Долгоногий, длиннорукий, сутуловатый, могучий, похожий на очень хорошо обученного военному строю орангутанга, Лабунский вытянулся перед Фрунзе. Еще в Симбирске он начисто сбрил остатки своей великолепной норвежской бороды, а сегодня, готовясь к представлению, еще и приоделся. Последнее посоветовал Азанчеев: командующий не любит нерях. Фрунзе внимательно смотрел на Лабунского. Умные, смелые до дерзости глаза… На лице — готовность немедленно куда-то пойти и что-то сделать. Такие люди бывают очень полезны. Но они же могут быть до крайности опасны и вредны. Надо уметь им приказывать.

— Где я вас видел?

— Вы могли меня видеть, товарищ командующий, только в штабе фронта, где я получал направление в то самое время, когда вы там были.

Лабунский положил бумажку на стол. Фрунзе прочитал ее. «Жаль, что нет сейчас в Самаре Карбышева», — подумал он. Карбышев выехал вчера в Четвертую армию.

— Товарищ Азанчеев мне говорил, что вы — георгиевский кавалер. За что получили Георгия?

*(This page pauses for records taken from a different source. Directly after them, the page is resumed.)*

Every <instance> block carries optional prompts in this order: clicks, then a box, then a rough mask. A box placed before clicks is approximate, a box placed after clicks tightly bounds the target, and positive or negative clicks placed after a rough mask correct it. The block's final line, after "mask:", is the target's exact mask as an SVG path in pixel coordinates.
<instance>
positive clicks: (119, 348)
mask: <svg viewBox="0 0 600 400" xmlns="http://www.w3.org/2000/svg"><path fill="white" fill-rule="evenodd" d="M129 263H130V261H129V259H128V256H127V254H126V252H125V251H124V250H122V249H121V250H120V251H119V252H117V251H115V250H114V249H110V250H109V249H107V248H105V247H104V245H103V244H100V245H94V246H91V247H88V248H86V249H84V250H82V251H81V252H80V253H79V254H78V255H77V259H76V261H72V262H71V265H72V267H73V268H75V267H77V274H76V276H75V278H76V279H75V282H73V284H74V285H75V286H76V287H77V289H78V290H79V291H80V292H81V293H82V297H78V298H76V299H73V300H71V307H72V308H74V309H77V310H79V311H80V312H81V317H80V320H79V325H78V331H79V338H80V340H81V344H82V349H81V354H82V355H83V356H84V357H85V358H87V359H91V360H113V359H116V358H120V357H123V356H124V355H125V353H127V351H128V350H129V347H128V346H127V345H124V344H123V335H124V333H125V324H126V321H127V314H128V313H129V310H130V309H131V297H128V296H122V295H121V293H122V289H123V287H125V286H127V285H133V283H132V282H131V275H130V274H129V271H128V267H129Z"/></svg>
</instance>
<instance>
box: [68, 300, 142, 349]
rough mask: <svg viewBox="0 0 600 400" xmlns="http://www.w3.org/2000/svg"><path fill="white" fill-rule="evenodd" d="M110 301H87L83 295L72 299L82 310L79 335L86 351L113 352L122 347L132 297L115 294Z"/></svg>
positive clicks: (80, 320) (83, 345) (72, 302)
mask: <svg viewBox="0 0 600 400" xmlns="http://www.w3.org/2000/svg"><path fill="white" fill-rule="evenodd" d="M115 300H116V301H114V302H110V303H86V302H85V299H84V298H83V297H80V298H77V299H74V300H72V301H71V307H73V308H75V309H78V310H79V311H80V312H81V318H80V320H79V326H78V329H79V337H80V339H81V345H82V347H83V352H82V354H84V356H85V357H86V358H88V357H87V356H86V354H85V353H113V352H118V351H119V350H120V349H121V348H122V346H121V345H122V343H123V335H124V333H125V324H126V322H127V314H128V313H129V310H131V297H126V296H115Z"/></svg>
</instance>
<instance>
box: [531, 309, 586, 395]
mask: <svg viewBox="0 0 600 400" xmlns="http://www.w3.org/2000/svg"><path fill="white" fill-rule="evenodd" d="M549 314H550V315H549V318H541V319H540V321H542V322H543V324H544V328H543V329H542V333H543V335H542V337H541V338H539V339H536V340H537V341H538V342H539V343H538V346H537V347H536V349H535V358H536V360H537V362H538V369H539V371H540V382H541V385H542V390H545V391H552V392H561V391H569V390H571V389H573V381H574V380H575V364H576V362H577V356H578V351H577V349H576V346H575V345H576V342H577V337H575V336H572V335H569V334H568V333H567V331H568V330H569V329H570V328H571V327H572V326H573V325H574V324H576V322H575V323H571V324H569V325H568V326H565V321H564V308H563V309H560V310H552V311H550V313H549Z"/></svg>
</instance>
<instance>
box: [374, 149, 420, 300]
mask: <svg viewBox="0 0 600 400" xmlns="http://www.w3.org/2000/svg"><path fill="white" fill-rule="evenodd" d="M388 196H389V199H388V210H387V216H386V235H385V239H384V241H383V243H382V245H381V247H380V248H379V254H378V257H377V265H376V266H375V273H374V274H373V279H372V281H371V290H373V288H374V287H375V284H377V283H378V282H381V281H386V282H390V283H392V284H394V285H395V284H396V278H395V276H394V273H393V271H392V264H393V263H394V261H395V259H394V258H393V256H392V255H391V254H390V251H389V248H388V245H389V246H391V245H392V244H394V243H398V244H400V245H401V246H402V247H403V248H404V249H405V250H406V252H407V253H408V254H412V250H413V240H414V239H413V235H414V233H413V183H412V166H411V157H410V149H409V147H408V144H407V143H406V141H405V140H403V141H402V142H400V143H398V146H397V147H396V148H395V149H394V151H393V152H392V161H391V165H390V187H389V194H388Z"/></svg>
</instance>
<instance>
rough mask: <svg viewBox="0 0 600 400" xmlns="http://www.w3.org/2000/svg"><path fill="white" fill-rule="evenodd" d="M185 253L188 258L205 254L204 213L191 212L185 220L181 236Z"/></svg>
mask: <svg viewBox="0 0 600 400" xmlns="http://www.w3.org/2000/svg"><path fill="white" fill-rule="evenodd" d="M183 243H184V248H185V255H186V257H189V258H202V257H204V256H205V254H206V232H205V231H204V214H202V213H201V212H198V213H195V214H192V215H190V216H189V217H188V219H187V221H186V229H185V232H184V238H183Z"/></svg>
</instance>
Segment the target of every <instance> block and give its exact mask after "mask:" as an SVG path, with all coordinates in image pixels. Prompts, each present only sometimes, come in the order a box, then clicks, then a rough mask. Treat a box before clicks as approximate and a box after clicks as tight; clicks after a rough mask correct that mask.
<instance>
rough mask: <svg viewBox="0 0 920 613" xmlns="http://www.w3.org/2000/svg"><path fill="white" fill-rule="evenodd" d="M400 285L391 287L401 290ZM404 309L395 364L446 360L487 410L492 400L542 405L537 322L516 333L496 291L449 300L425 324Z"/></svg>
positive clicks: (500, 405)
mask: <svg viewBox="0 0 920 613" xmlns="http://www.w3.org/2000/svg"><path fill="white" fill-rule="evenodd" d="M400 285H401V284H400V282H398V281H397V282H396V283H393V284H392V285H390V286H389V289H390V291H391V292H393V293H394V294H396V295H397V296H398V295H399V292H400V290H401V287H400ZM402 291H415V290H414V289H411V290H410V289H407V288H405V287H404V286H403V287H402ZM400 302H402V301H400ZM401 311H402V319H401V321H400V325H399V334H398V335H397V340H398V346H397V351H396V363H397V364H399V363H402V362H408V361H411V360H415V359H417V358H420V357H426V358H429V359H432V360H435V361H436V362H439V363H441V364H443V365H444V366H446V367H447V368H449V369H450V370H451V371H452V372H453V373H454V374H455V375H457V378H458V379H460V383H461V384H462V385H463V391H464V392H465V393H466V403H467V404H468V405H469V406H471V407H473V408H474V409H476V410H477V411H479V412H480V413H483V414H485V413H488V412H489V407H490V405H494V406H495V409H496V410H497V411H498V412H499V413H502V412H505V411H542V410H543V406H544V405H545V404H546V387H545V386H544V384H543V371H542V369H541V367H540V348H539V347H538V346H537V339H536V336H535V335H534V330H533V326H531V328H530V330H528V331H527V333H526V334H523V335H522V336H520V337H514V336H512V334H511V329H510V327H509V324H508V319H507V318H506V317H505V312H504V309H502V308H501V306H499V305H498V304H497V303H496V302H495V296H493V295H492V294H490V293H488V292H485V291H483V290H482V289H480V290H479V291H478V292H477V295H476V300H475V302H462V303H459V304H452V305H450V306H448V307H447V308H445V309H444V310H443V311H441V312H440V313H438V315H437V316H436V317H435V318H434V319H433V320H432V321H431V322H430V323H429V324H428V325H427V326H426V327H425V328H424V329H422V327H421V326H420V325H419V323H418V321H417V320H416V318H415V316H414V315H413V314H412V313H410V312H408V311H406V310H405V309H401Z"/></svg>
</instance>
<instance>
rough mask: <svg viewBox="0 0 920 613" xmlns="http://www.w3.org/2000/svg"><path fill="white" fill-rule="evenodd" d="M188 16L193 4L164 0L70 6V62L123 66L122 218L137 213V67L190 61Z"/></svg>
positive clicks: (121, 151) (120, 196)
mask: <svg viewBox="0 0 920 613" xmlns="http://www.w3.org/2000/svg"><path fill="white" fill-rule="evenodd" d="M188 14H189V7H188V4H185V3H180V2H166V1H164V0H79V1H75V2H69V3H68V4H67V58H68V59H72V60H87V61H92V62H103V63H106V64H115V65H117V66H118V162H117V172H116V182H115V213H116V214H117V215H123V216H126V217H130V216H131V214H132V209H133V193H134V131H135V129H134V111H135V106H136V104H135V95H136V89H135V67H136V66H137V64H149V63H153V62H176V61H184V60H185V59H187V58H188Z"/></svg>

Много, очень много раз приходилось Лабунскому рассказывать эту историю. И не было среди его рассказов хотя бы двух совершенно похожих один на другой. И не было ни одного, который воспроизводил бы лишь то, что в действительности было. Привычка бахвалиться и фанфаронить подстегивала воображение Лабунского, и обилием выдуманных мелких подробностей постепенно заволакивалась, заслонялась в его памяти правда. Он ясно почувствовал, какой непонятной для него и чужой стала, наконец, эта правда, когда, отвечая на вопрос Фрунзе, стал рассказывать о взрыве подземной галерей на Бескидах. И на этот раз ему хотелось прихвастнуть. Но произошло странное: фантазия ни с того, ни с сего свернула крылья. Полузабытая быль вспоминалась с трудом, и получалось так, будто Лабунский говорил не о себе. Вместе с мелочами, отступавшими в тень, тускнел ореол фальшивого блеска, а то, что выходило, как главное, на передний план, никогда до сих пор не казалось Лабунскому главным. Заговорив о Елочкине, он отнес эпизод своего спасения этим солдатом не к мелочам, как прежде, а к главному, и вдруг понял, почему, точно слепой стены, держится правды: какой бы неудобно-голой ни была эта правда, говорить ее Фрунзе легче, чем лгать. Есть люди, к которым надо входить не большими воротами саморекламы, а потаенной, заветной калиточкой верного слова. Лабунский знавал таких людей. И знал, что Фрунзе таков. Вот он переспрашивает:

— Фамилия солдата — Елочкин?

— Да. Телеграфист. Осенью шестнадцатого уехал с фронта на Путиловский. Я был тогда в отборочной комиссии и отправил его, как слесаря, в Питер.

вернуться

35

Причина — противоречивые и подчас нелепые приказы фронтового командования (№ 182/с, 184/с и др.).